Quando è nata la tua passione per la gamification?

«Il passaggio dall’industria dei videogiochi, dove ho avuto l’onore di lavorare per alcune delle aziende dalle quali da piccino acquistavo i videogiochi come Electronic Arts Mobile e Vivendi Games, alla gamification avvenne intorno al 2010. Progressivamente maturai l’idea che il potere del gaming potesse travalicare il proprio ambito e diventare materia interdisciplinare, per cui ho iniziato un percorso che portasse verso il gioco come generativo di coinvolgimento ed apprendimento».

La cultura e il gioco per te possono coesistere, in che modo?

«Credo che ci sia ancora più bisogno di giocare, contaminare, interagire nell’ambito culturale. Per me i videogiochi sono essi stessi una forma d’arte e di cultura che può entrare nei musei.  Non è un caso che luoghi che hanno deciso di sperimentare nuovi linguaggi, penso al Marta in Puglia o il Mann in Campania hanno ottenuti con progetti come Past for Future e Father and Son dei risultati significativi».

Quali progetti stai curando in questo momento?

«Al momento molte delle mie energie sono focalizzate nel nuovo ruolo di curatore per la Reggia di Venaria Reale vicino Torino. Mi è stata affidata la curatela di una grande mostra dal titolo PLAY che partirà il prossimo 22 Luglio. Per la prima volta grandi artisti come De Chirico o Kandinsky entrano in dialogo con videogiochi iconici creando un corto circuito fisico/digitale in grado di raccontare la complessità del mondo che viviamo ma anche le continuità stilistiche e narrative dei grandi creativi del passato, presente e futuro».

Come rispondono le persone? E i Comuni/Regioni/Università?

«A macchia di leopardo. Più passano gli anni e più mi convinco che le istituzioni pubbliche siano le persone che ci lavorano e la relativa capacità ed entusiasmo nel saper andare oltre le tante burocrazie. Stiamo assistendo a sperimentazioni importanti sui più svariati fronti ma che poi non diventano standard minimi comuni per tutti gli altri enti. Personalmente, da persona esterna, ho ricevuto accoglienze calorose, ci sono molte possibilità per chi ha idee e capacità realizzative anche grazie agli abbondanti investimenti pubblici degli ultimi anni e che continueranno negli anni avvenire grazie al PNRR e linee europee».

Come pensi si possano superare le resistenze derivanti dalla non conoscenza del gaming?

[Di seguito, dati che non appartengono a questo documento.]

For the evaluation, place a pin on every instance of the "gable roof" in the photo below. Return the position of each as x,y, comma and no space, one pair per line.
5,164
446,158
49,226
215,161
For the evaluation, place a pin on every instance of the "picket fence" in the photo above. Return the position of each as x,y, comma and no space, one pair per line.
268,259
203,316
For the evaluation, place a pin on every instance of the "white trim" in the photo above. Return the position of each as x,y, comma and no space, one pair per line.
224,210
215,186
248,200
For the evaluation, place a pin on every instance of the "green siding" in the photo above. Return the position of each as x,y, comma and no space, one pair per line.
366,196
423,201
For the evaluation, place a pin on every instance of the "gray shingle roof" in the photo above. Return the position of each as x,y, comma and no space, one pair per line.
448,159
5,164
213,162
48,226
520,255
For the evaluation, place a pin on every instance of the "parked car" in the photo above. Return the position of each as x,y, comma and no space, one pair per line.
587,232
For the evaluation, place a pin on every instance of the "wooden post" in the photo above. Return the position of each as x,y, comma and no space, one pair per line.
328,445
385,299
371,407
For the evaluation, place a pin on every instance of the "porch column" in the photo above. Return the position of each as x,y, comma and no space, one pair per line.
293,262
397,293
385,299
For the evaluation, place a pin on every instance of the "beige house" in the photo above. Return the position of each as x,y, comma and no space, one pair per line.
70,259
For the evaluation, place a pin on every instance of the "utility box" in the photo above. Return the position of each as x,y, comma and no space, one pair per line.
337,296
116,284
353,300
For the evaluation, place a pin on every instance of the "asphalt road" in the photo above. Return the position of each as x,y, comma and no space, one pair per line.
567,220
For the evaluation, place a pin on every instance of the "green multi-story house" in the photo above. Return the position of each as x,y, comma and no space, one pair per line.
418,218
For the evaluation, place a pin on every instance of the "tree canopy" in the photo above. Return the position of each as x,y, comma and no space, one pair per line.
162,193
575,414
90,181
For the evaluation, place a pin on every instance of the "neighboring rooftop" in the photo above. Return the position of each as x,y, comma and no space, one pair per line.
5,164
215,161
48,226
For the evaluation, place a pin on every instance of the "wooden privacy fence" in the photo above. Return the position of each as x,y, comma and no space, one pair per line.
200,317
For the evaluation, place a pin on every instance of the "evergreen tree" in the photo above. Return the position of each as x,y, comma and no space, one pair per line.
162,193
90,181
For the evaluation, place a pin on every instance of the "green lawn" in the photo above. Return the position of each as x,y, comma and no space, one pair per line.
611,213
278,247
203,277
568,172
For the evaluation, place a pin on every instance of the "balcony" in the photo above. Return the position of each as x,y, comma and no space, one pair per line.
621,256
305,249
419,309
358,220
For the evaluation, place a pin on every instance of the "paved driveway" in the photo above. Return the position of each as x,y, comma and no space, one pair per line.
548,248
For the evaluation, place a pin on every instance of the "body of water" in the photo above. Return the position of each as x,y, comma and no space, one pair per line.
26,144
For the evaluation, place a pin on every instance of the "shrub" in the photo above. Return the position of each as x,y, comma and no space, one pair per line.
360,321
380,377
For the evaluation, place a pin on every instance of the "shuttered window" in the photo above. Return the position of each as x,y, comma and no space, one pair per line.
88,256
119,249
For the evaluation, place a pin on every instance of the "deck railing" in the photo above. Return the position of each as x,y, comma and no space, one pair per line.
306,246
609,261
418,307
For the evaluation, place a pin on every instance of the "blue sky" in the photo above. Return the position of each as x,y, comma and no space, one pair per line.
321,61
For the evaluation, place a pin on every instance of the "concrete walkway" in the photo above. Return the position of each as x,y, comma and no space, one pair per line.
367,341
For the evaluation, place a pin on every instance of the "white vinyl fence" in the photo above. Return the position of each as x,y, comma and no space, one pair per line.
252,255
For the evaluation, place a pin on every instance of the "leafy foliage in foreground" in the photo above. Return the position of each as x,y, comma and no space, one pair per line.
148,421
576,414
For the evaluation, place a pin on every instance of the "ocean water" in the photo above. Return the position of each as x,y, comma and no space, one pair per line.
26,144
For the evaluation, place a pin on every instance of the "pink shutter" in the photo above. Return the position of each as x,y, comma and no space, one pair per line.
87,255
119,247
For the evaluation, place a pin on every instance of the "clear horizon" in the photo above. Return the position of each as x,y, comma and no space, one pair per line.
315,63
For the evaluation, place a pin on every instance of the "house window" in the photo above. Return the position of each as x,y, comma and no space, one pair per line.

«Solo con una massiccia iniezione di alfabetizzazione ludica e attitudine al rischio ed al fallimento. Si ha sempre paura di ciò che non si conosce, ancor di più un linguaggio molto recente e poco istituzionalizzato come il gaming. Ma è una questione di tempo, quando una intera generazione di genitori sarà cresciuta giocando poi sarà più facile attivare un sano dialogo con i propri figli attraverso una sana comprensione delle potenzialità e delle criticità dei videogiochi».

Il metaverso è un’opportunità o no?

«Il metaverso è parte integrante del nostro futuro prossimo. Potrà spaventare molti, come tanti cambiamenti che hanno scosso la società nel suo fluire, ma siamo di fronte ad una importante convergenza di innovazioni tecnologiche, economiche e sociali. Una nuova infrastrutturazione del vivere in cui le azioni “fisiche” e quelle “digitali” non viaggeranno più su binari paralleli (talvolta in contrapposizione) ma si compenetreranno in modo fluido. Si sono già aperte molte opportunità lavorative, un nuovo ecosistema che ha le sue necessità e richieste di know how e spero l’Italia saprà posizionarsi come apripista e non inseguire ciò che nella prossima decade accadrà».

La Puglia è pronta a giocare con te/noi?

«Da pugliese sono orgoglioso dei progressi che la regione ha saputo fare nell’ultima decade divenendo luogo di tante buone pratiche sia a livello pubblico che privato».